I can tell you straight away that for a block of tofu that large, if you only cool from a single direction (i.e. from the bottom as you do with a printbed for example), your main problem will be that you will be able to cool to bottom part of the tofu to sub-zero without any larger issues, but the top part will not become very cold. I can get my printbed surface down to < -10 degrees C without much issues, and then I'm feeding ~120W into it, with a good heatsnik and a 10W fan on the bottom side of the Peltier element. But since the object I'm trying to cool is exposed to the ambient surrounding, the top part isn't affected much by the cooling.

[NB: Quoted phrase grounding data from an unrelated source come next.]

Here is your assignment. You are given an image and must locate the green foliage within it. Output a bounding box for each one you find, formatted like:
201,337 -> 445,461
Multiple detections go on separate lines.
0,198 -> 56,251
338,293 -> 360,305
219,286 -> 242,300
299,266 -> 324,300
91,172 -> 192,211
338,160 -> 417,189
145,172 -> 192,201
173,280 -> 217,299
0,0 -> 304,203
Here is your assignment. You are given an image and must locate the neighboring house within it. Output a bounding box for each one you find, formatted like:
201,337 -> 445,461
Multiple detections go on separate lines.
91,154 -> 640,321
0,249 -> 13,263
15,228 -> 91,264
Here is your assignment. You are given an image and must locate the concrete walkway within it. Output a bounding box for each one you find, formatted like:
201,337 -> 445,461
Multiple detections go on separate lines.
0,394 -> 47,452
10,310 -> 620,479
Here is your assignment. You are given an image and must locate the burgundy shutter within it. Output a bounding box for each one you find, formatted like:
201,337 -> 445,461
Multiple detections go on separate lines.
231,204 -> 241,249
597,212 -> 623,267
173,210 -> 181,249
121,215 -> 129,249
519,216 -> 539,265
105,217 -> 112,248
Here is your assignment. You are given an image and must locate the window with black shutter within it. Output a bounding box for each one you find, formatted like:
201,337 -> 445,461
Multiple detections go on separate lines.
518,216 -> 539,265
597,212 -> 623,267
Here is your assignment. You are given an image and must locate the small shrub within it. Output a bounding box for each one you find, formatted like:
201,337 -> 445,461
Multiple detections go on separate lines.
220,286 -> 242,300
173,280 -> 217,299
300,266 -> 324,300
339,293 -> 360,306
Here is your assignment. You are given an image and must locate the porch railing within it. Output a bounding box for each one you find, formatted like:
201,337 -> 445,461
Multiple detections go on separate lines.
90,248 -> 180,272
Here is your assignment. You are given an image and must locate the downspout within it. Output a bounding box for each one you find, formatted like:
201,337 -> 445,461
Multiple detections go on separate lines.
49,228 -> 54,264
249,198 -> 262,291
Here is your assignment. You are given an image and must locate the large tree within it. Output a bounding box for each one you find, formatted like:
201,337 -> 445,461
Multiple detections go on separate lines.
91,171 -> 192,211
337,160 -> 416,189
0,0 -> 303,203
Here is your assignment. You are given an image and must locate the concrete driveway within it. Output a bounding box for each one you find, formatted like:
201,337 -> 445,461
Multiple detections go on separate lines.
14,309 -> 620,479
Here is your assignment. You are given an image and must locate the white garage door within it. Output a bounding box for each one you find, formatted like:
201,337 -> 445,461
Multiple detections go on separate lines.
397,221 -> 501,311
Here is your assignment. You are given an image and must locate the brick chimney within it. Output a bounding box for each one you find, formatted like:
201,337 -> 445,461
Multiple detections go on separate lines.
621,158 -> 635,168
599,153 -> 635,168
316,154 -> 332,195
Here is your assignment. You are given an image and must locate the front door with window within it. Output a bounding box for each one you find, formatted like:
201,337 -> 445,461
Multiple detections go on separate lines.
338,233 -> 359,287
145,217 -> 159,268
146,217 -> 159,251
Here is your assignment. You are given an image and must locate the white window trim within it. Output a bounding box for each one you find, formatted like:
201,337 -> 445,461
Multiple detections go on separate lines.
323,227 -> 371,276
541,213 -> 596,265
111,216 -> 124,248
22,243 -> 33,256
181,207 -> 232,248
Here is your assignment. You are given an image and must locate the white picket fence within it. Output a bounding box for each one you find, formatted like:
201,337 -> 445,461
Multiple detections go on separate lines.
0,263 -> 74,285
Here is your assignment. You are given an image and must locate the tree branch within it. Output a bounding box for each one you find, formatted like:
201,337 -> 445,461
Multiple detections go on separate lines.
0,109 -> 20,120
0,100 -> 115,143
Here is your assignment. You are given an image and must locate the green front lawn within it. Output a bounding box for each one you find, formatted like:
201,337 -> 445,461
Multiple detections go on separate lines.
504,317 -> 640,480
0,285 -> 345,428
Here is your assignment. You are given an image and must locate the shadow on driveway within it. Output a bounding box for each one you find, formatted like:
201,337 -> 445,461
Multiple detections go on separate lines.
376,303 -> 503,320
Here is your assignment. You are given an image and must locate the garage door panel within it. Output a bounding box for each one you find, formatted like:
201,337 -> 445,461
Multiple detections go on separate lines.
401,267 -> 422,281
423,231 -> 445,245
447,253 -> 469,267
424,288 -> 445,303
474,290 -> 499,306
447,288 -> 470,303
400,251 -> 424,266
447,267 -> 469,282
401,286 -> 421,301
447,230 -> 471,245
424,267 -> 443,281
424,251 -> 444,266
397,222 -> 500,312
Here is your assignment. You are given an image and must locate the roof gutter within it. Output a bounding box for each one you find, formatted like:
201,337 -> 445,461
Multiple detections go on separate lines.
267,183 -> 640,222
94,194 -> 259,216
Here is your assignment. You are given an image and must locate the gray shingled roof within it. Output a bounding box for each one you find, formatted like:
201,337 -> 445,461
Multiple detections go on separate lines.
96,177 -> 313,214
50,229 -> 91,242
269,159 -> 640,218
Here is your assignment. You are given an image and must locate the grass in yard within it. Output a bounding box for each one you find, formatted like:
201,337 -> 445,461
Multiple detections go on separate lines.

If you really want to coold the entire block of it you will need to cool from several sides. I've done Peltier cooling with two blocks that squeeze around the object to be cooled, but for your relatively large volume you might even need to cool from even more directions, or build a completely enclosed volume to cool it in (like a refridgerator).

When it comes to component selection, don't underestimate the value of a really good heatsink. Heatsinks, in my experience matter more than fans, increased airflow across the heatsink has very rapidly diminishing returns. If you want to increase the performance even more, go for liquid cooling. We did an experimental build with PC liquid cooling on our Peltier elements, and the performance gain was quite massive over air cooling, but you will always have some leakage somewhere with liquid cooling.

For the Peltier elements themselves, due to construction & physics, Peltier elements designed to run at ~12V seem to be slightly more efficient than elements designed for 24V. I'm not entirely certain why, an expert explained it to me but I didn't fully grasp it, more than that "this is just the way it is, due to how they are designed & built".

For electrical components, if you want to get started really quickly with experimenting, get a somewhat beefy H-bridge evaluation board that you can feed PWM control inputs to. Hook it up to an Arduino and a power supply, and then start to experiment. Also, never run a Peltier element without cooling it, if none of the sides are cooled it will VERY quickly self heat and destroy itself. Peltiers are very fragile.

EDIT: Also, remember to use a thermal paste that is suitable for sub-zero temperatures. We use Thermal Grizzly Kryonaut for example.